Reputation: 13
I am now trying to put SparkStreaming and Kafka work together on Ubantu. But here comes the question.
I can make sure Kafka's working properly.
On the first terminal:
bin/zookeeper-server-start.sh config/zookeeper.properties &
bin/kafka-server-start.sh config/server.properties
On the second terminal:
bin/kafka-topics.sh --create --zookeeper localhost:2181 --replication-factor 1 --partitions 1 --topic wordsendertest
then,I create some data:
bin/kafka-console-producer.sh --broker-list localhost:9092 --topic wordsendertest
hello hadoop
hello spark
On the third terminal:
cd /usr/local/spark/mycode/kafka
/usr/local/spark/bin/spark-submit ./kafkaWordCount.py localhost:2181 wordsendertest
Code of kafkaWordCount.py:
from __future__ import print_function
from pyspark import SparkContext
from pyspark.streaming import StreamingContext
from pyspark.streaming.kafka import KafkaUtils
import sys
if __name__ == "__main__":
if len(sys.argv) != 3:
print("usage:KafkaWordCount.py<zk><topic>",file=sys.stderr)
exit(-1)
sc = SparkContext(appName="PythonStreamingKafkaWordCount")

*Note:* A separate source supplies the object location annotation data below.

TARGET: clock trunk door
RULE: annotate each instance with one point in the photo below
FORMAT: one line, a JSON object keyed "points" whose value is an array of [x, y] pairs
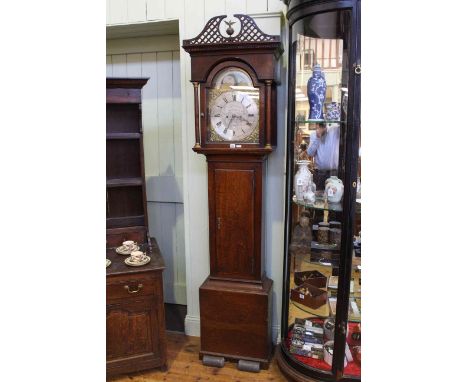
{"points": [[236, 210]]}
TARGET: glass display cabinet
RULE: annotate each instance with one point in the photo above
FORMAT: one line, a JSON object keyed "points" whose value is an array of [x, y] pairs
{"points": [[321, 312]]}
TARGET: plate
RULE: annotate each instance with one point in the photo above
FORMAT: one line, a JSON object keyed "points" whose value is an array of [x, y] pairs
{"points": [[122, 251], [130, 263]]}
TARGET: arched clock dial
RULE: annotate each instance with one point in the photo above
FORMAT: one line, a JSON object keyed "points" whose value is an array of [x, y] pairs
{"points": [[234, 116]]}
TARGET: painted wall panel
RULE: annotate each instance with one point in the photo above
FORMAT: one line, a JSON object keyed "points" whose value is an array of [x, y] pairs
{"points": [[276, 6], [134, 65], [118, 11], [174, 9], [177, 115], [108, 13], [119, 65], [108, 66], [149, 112], [165, 114], [143, 44], [136, 10], [155, 10], [236, 6]]}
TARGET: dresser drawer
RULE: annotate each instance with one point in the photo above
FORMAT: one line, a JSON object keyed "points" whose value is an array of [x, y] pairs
{"points": [[131, 286]]}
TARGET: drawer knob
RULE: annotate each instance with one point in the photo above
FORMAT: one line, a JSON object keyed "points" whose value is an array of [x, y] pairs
{"points": [[134, 290]]}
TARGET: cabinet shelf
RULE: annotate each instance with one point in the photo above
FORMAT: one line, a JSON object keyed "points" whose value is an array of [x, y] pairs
{"points": [[124, 182], [312, 121], [320, 204], [123, 135]]}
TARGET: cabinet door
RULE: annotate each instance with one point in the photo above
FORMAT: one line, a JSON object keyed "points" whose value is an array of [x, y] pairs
{"points": [[132, 329], [235, 218]]}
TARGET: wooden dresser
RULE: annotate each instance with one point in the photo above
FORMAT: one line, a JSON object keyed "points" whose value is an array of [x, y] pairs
{"points": [[136, 338]]}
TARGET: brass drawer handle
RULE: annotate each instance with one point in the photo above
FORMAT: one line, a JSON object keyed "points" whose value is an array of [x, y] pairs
{"points": [[140, 286]]}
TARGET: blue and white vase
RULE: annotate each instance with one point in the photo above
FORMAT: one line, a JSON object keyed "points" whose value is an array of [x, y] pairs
{"points": [[316, 89]]}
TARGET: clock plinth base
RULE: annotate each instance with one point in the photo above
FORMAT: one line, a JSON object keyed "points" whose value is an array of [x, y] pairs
{"points": [[236, 320]]}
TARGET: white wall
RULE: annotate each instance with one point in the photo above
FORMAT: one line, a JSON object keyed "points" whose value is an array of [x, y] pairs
{"points": [[192, 15], [158, 58]]}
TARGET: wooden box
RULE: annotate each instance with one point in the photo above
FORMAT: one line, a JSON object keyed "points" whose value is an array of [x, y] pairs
{"points": [[314, 278], [309, 295]]}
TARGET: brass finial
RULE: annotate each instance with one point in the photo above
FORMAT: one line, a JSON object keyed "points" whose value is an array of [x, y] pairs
{"points": [[230, 29]]}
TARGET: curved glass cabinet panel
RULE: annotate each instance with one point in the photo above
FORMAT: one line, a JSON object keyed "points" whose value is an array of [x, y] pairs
{"points": [[322, 273]]}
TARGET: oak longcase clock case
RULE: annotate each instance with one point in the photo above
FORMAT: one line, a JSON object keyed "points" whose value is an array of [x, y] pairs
{"points": [[234, 74]]}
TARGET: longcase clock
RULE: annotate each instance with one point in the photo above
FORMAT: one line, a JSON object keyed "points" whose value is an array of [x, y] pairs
{"points": [[234, 74]]}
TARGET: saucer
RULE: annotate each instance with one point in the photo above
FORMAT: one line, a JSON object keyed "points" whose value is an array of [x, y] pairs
{"points": [[123, 251], [131, 263]]}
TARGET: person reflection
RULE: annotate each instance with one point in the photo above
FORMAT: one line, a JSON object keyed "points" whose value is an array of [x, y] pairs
{"points": [[324, 147]]}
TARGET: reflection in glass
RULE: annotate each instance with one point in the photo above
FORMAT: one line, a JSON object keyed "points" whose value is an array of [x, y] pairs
{"points": [[320, 45]]}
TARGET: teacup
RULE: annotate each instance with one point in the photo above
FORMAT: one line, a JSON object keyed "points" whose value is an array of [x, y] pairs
{"points": [[129, 244], [137, 256]]}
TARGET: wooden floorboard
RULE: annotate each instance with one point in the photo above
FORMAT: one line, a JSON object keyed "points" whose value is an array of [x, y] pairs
{"points": [[184, 365]]}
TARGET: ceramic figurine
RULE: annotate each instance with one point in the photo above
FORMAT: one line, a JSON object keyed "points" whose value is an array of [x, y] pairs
{"points": [[334, 189], [302, 234], [303, 180], [344, 102], [332, 112], [316, 89]]}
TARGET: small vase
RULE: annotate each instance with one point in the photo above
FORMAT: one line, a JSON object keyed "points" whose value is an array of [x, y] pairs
{"points": [[316, 89], [303, 183], [334, 189], [332, 111]]}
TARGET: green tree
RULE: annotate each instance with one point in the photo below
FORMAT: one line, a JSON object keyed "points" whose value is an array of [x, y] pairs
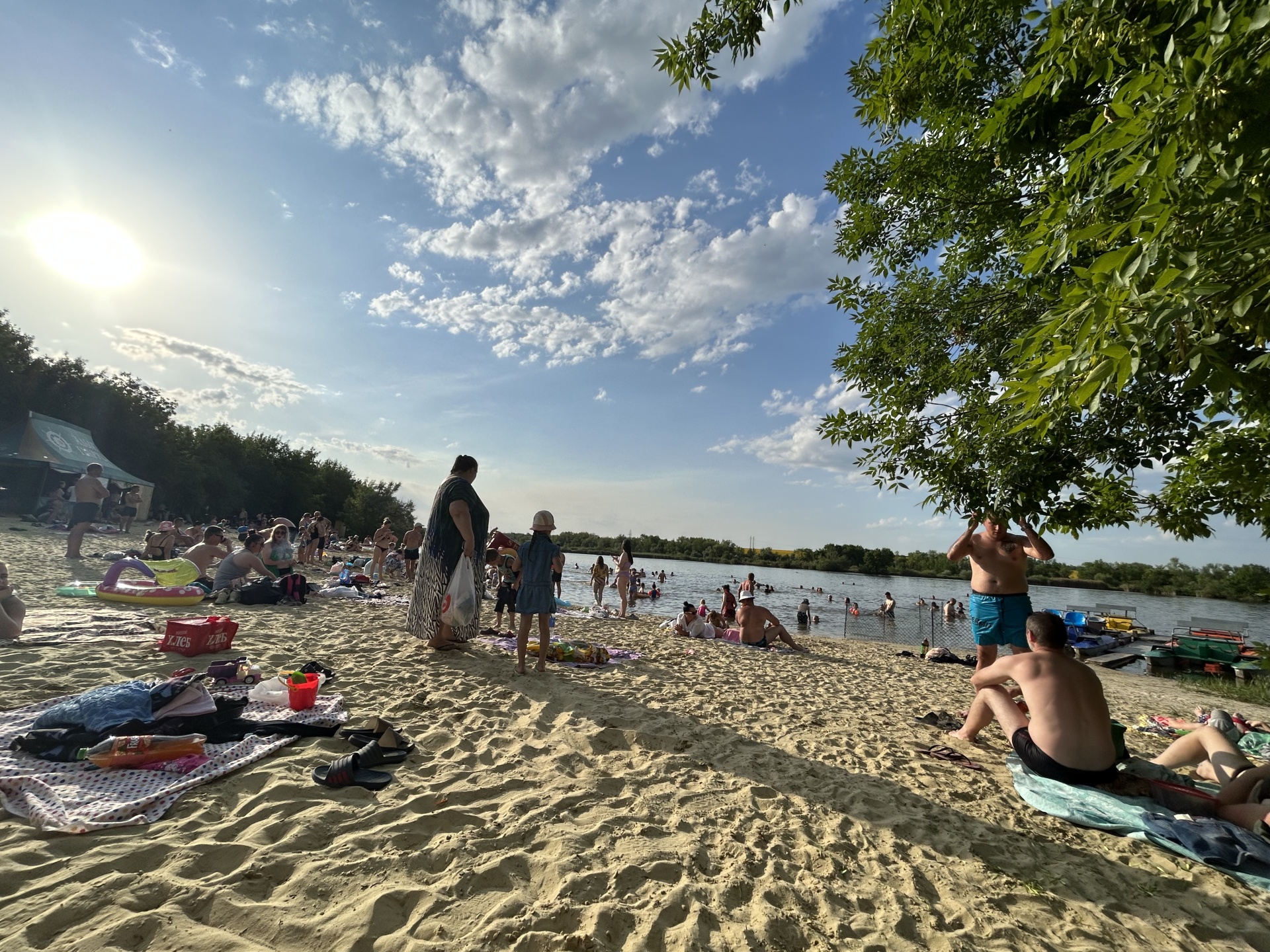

ssc = StreamingContext(sc,1)
zkQuorum,topic = sys.argv[1:]
kvs = KafkaUtils.createStream(ssc,zkQuorum,"spark-streaming-consumer",{topic:1})
lines = kvs.map(lambda x:x[1])
counts = lines.flatMap(lambda x:x.split(" ")).map(lambda word:(word,1)).reduceByKey(lambda a,b:a+b)
counts.pprint
ssc.start()
ssc.awaitTermination()
My error:
Traceback (most recent call last):
File "/usr/local/spark/mycode/kafka/./KafkaWordCount.py", line 20, in <module>
ssc.start()
File "/usr/local/spark/python/lib/pyspark.zip/pyspark/streaming/context.py", line 196, in start
File "/usr/local/spark/python/lib/py4j-0.10.4-src.zip/py4j/java_gateway.py", line 1133, in __call__
File "/usr/local/spark/python/lib/py4j-0.10.4-src.zip/py4j/protocol.py", line 319, in get_return_value
py4j.protocol.Py4JJavaError: An error occurred while calling o22.start.
: java.lang.IllegalArgumentException: requirement failed: No output operations registered, so nothing to execute
Please help me! Thank you!
Upvotes: 0
Views: 445
Reputation: 10382
You forgot to add ()
in counts.pprint
function.
Change counts.pprint
to counts.pprint()
, It will work.
Upvotes: 1